The vision paper "The Case for Distance-Bounded Spatial Approximations" by Eleni Zacharatou, Andreas Kipf, Ibrahim Sabek, Varun Pandey, Harish Doraiswamy and Volker Markl advocates for approximate spatial data processing techniques that omit exact geometric tests and provide final answers solely on the basis of (fine-grained) approximations. Thanks to recent hardware advances, this vision can be realized today. Furthermore, these approximate techniques employ a distance-based error bound, i.e., a bound on the maximum spatial distance between false (or missing) and exact results which is crucial for meaningful analyses. This bound allows to control the precision of the approximation and trade accuracy for performance.
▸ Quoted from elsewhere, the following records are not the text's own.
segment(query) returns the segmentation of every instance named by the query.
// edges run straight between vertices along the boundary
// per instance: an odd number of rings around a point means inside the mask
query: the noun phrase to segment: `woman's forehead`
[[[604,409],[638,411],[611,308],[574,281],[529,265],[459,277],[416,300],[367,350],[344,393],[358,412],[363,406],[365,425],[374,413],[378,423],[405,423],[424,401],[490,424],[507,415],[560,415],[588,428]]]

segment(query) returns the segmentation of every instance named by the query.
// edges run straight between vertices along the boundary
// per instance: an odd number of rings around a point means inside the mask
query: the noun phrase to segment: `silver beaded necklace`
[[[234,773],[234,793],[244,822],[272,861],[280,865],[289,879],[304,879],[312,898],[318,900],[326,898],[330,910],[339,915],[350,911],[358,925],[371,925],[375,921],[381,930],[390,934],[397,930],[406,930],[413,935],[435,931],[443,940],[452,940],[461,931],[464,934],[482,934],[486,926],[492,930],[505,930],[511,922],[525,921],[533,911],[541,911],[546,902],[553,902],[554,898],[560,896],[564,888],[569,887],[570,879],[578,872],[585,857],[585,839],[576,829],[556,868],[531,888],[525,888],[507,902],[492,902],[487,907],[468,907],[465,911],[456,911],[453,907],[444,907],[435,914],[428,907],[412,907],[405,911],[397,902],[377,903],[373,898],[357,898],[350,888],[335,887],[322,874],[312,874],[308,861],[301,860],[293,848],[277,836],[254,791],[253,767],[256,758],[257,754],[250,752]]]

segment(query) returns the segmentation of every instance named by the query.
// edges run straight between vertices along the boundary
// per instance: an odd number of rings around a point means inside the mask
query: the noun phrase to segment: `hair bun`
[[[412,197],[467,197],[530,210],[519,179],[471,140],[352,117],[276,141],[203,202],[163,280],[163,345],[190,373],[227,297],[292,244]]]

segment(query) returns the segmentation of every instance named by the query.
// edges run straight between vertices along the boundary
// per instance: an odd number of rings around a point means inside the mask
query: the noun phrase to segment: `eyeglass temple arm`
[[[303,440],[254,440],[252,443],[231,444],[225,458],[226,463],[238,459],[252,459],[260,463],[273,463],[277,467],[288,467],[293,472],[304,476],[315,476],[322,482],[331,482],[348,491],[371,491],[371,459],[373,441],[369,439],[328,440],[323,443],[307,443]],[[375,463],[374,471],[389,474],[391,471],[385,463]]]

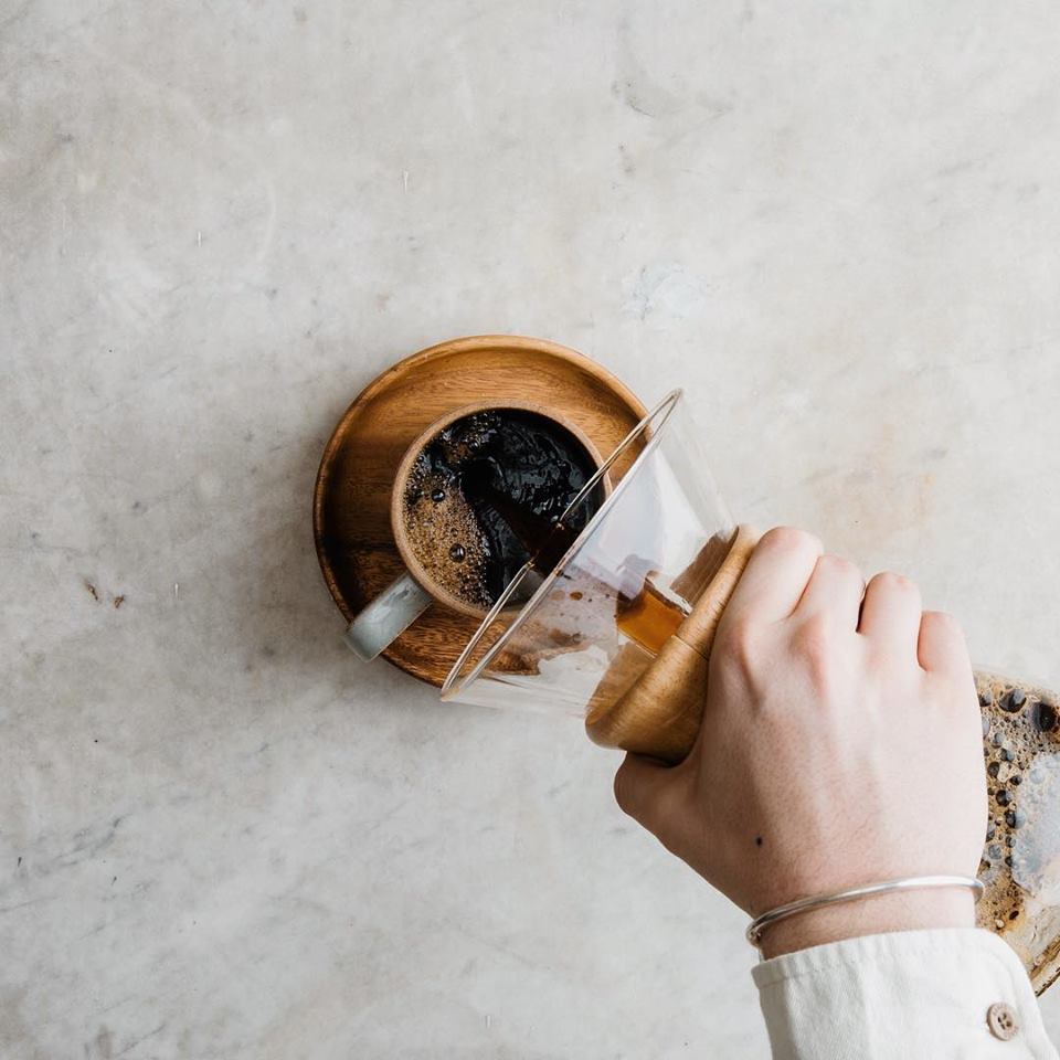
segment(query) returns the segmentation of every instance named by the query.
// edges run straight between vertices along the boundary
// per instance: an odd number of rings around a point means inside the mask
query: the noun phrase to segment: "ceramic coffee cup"
[[[420,457],[446,428],[475,413],[506,412],[531,413],[551,421],[552,425],[571,436],[583,451],[593,470],[602,464],[600,454],[589,437],[570,420],[556,415],[541,405],[515,401],[481,402],[464,405],[436,420],[424,430],[402,456],[391,489],[390,521],[394,542],[405,572],[391,582],[368,606],[353,617],[346,632],[346,642],[353,653],[365,661],[375,658],[396,637],[412,625],[428,607],[446,607],[459,614],[484,618],[488,611],[485,604],[470,603],[453,592],[452,577],[447,579],[439,563],[432,563],[425,555],[424,541],[417,542],[416,527],[410,528],[407,491]],[[410,532],[410,529],[412,532]],[[417,547],[417,543],[420,547]],[[437,550],[435,550],[437,551]],[[444,552],[442,553],[445,554]],[[447,584],[448,582],[448,584]]]

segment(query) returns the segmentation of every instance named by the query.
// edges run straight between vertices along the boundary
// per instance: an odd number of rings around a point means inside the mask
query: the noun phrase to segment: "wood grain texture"
[[[702,595],[674,636],[632,682],[628,667],[644,666],[643,655],[619,651],[590,703],[585,731],[608,748],[680,762],[691,751],[707,703],[710,649],[722,612],[754,551],[759,533],[741,526],[731,541],[710,541],[693,564],[697,579],[709,577]],[[713,565],[708,571],[706,563]],[[613,692],[623,689],[617,698]]]
[[[373,380],[331,435],[314,489],[320,570],[349,622],[404,570],[391,531],[391,492],[409,445],[435,420],[475,402],[554,410],[597,452],[612,453],[647,410],[587,357],[545,339],[471,336],[421,350]],[[614,468],[621,476],[623,466]],[[441,686],[478,619],[434,605],[383,658]]]

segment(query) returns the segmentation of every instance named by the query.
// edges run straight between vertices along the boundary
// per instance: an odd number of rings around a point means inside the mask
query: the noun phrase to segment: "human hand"
[[[691,753],[676,766],[627,755],[615,797],[751,915],[898,877],[974,876],[986,778],[961,628],[922,613],[907,579],[866,587],[812,536],[772,530],[719,624]],[[763,952],[974,922],[969,891],[891,893],[781,921]]]

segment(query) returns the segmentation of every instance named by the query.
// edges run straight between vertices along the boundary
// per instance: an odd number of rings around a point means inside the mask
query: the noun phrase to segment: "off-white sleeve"
[[[865,935],[752,974],[774,1060],[1057,1060],[1022,965],[988,931]]]

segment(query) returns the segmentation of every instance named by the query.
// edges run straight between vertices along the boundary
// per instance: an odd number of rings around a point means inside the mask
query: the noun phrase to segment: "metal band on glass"
[[[971,876],[910,876],[902,880],[888,880],[884,883],[868,883],[865,887],[851,887],[845,891],[801,898],[797,902],[777,905],[776,909],[771,909],[751,921],[748,925],[748,942],[755,948],[760,948],[762,932],[766,928],[778,920],[786,920],[788,916],[806,913],[812,909],[824,909],[827,905],[854,902],[861,898],[875,898],[877,894],[890,894],[893,891],[919,891],[942,887],[967,887],[975,893],[976,901],[983,897],[982,882]]]

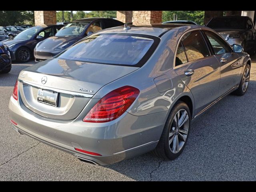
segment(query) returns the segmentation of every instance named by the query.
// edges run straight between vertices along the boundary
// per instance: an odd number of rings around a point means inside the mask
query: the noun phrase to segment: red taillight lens
[[[91,109],[83,121],[108,122],[121,116],[136,99],[140,91],[131,86],[124,86],[108,93]]]
[[[13,89],[12,96],[16,100],[18,100],[18,80],[16,82],[15,85],[14,85],[14,88]]]
[[[77,151],[80,151],[80,152],[82,152],[82,153],[86,153],[87,154],[89,154],[90,155],[96,155],[97,156],[102,156],[100,154],[99,154],[98,153],[94,153],[93,152],[90,152],[90,151],[85,151],[84,150],[83,150],[82,149],[78,149],[78,148],[75,148],[75,149]]]

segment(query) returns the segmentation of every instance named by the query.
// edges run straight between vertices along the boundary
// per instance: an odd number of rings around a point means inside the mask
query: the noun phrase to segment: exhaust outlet
[[[76,158],[78,159],[80,161],[82,161],[83,163],[86,163],[86,164],[89,164],[91,165],[93,165],[94,166],[98,166],[99,165],[98,163],[94,162],[91,160],[88,160],[88,159],[84,159],[82,157],[76,156]]]
[[[17,132],[18,132],[19,134],[20,134],[21,135],[23,135],[23,134],[21,133],[21,132],[17,128],[16,128],[15,127],[14,127],[14,126],[12,126],[12,128],[13,128],[13,129],[15,130]]]

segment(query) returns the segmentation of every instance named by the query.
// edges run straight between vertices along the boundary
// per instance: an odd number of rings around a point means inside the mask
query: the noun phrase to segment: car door
[[[218,98],[220,64],[199,30],[183,35],[176,51],[174,69],[191,92],[198,114]]]
[[[218,34],[208,30],[203,30],[210,44],[212,52],[220,65],[220,82],[219,96],[230,90],[240,82],[239,70],[242,62],[238,55]]]

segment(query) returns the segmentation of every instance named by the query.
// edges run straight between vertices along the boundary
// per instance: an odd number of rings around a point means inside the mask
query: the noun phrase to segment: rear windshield
[[[245,29],[246,24],[246,19],[243,18],[215,18],[211,20],[206,26],[213,29]]]
[[[142,62],[145,62],[158,44],[158,39],[131,34],[98,34],[84,39],[57,56],[93,63],[142,66]]]

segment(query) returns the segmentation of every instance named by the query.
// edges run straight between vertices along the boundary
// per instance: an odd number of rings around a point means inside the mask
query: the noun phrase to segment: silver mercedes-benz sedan
[[[22,71],[10,120],[19,133],[92,164],[152,150],[172,160],[192,120],[228,94],[246,93],[250,65],[242,46],[206,27],[109,28]]]

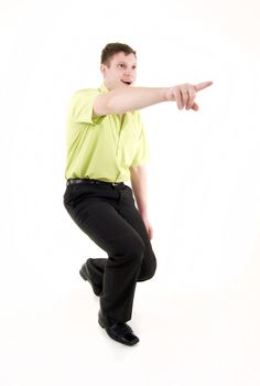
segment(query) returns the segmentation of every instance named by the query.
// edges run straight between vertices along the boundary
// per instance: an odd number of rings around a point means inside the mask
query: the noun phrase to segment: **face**
[[[109,90],[131,87],[137,78],[137,57],[134,54],[119,52],[110,58],[109,66],[101,64],[100,69],[104,83]]]

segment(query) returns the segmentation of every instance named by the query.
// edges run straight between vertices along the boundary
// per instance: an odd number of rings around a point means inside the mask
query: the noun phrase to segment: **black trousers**
[[[95,281],[102,286],[102,313],[118,322],[131,319],[137,281],[156,269],[147,228],[134,205],[132,190],[112,184],[72,184],[64,205],[79,228],[108,258],[93,259]]]

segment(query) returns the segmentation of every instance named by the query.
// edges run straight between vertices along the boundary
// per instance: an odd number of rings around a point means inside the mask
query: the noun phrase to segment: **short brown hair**
[[[110,58],[118,54],[119,52],[124,52],[124,54],[133,54],[137,56],[137,52],[133,51],[129,45],[123,43],[108,43],[101,52],[101,64],[110,65]]]

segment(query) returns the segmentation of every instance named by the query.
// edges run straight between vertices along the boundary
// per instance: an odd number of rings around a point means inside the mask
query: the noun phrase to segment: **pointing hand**
[[[191,85],[185,83],[183,85],[169,87],[166,89],[166,100],[175,100],[177,108],[182,110],[184,107],[186,110],[198,110],[198,105],[195,103],[197,92],[212,86],[213,82],[203,82],[197,85]]]

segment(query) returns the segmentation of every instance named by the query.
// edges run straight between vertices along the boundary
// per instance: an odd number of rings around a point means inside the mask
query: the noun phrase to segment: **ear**
[[[101,72],[102,76],[105,76],[106,73],[107,73],[107,66],[105,64],[102,64],[102,63],[100,65],[100,72]]]

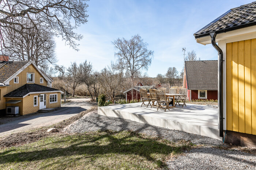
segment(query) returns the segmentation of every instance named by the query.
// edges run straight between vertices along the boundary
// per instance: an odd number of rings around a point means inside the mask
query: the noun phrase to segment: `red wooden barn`
[[[218,99],[218,60],[185,61],[183,88],[189,101]]]
[[[127,101],[127,100],[130,101],[132,100],[132,90],[133,91],[133,100],[141,100],[140,94],[140,89],[141,88],[146,88],[148,91],[150,89],[155,89],[153,86],[134,86],[132,89],[131,88],[124,92],[124,94],[125,94],[126,101]]]

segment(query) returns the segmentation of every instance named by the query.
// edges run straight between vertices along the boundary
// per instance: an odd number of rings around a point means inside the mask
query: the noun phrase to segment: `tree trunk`
[[[75,96],[75,88],[73,89],[73,94],[72,94],[72,97],[74,97]]]

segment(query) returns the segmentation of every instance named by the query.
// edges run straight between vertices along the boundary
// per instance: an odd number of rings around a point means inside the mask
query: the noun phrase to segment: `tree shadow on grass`
[[[159,157],[166,156],[173,151],[181,151],[184,148],[184,146],[174,146],[166,142],[144,138],[132,132],[106,131],[95,133],[63,137],[57,138],[56,141],[46,141],[49,142],[49,146],[45,146],[45,144],[42,143],[44,146],[41,148],[37,146],[36,150],[27,151],[25,148],[20,152],[20,149],[17,150],[15,149],[11,153],[0,153],[0,163],[43,160],[75,155],[93,155],[94,157],[99,158],[111,154],[138,155],[162,166],[165,164],[162,162],[159,163]],[[45,147],[50,147],[48,146],[51,145],[54,147],[57,143],[63,147],[58,146],[58,147],[45,149]],[[188,143],[184,145],[186,147],[189,146]],[[66,147],[67,146],[68,146]],[[13,148],[12,149],[13,150]],[[157,154],[159,155],[156,156]]]

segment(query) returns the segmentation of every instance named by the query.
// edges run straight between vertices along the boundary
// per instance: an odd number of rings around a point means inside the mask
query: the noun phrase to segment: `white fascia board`
[[[64,92],[63,92],[61,90],[58,90],[57,91],[36,91],[35,92],[30,92],[26,95],[25,95],[24,96],[23,96],[23,98],[25,98],[26,96],[27,96],[29,94],[44,94],[44,93],[55,93],[55,92],[60,92],[60,93],[61,93],[62,94],[64,94]]]
[[[30,92],[26,95],[25,95],[23,97],[4,97],[4,98],[24,98],[26,96],[27,96],[29,94],[45,94],[45,93],[56,93],[57,92],[60,92],[60,93],[62,94],[63,94],[64,92],[61,91],[61,90],[58,90],[57,91],[36,91],[35,92]]]
[[[11,77],[10,77],[9,79],[7,79],[4,82],[4,83],[6,84],[6,85],[9,85],[9,82],[10,81],[12,80],[12,79],[13,79],[14,78],[14,77],[15,77],[18,74],[19,74],[20,72],[21,72],[22,71],[23,71],[24,70],[25,70],[26,68],[27,67],[29,66],[31,64],[32,64],[33,66],[35,68],[36,70],[37,70],[37,71],[40,73],[40,74],[42,75],[44,77],[44,78],[45,79],[45,80],[48,82],[51,82],[52,81],[51,81],[47,77],[46,77],[45,74],[43,74],[42,73],[42,71],[40,70],[39,68],[38,68],[37,66],[35,65],[35,63],[34,63],[32,61],[30,61],[29,62],[27,63],[26,65],[24,66],[22,68],[20,68],[20,70],[19,70],[17,72],[15,73]]]
[[[32,63],[32,61],[30,61],[26,65],[23,66],[22,68],[21,68],[20,70],[18,70],[18,71],[16,72],[16,73],[14,73],[12,76],[11,76],[10,78],[9,78],[9,79],[7,79],[4,82],[4,83],[6,84],[6,85],[9,85],[9,82],[10,82],[10,81],[11,80],[12,80],[14,78],[14,77],[16,76],[17,76],[18,74],[19,74],[20,73],[23,71],[26,68],[27,66],[30,65],[31,63]]]
[[[244,28],[217,34],[216,41],[240,37],[238,41],[251,39],[250,36],[256,34],[256,25]],[[196,42],[203,45],[211,44],[211,37],[210,35],[196,39]]]
[[[35,64],[34,63],[34,62],[32,62],[31,64],[33,64],[33,66],[35,67],[35,68],[37,70],[37,71],[40,73],[40,74],[44,77],[44,78],[47,81],[47,82],[52,82],[52,80],[50,80],[47,76],[46,76],[46,74],[44,73],[43,73],[42,71],[39,69],[39,68],[35,65]]]

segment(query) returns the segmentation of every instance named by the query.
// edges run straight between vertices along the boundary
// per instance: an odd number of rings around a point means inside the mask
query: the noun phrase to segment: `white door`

A preprint version is available here.
The demo paper “Semi-Supervised Data Cleaning with Raha and Baran” by Mohammad Mahdavi and Ziawash Abedjan demonstrate how two formerly developed systems, Raha and Baran, can be used within an end-to-end data cleaning pipeline. In practice, with a small number of 20 user-annotated tuples, it is possible to effectively identify and fix data quality problems inside a dataset. Furthermore, both systems benefit from knowledge on prior cleaning tasks. Using transfer learning, both systems can optimize the data cleaning task at hand in terms of error detection runtime and error connection effectiveness.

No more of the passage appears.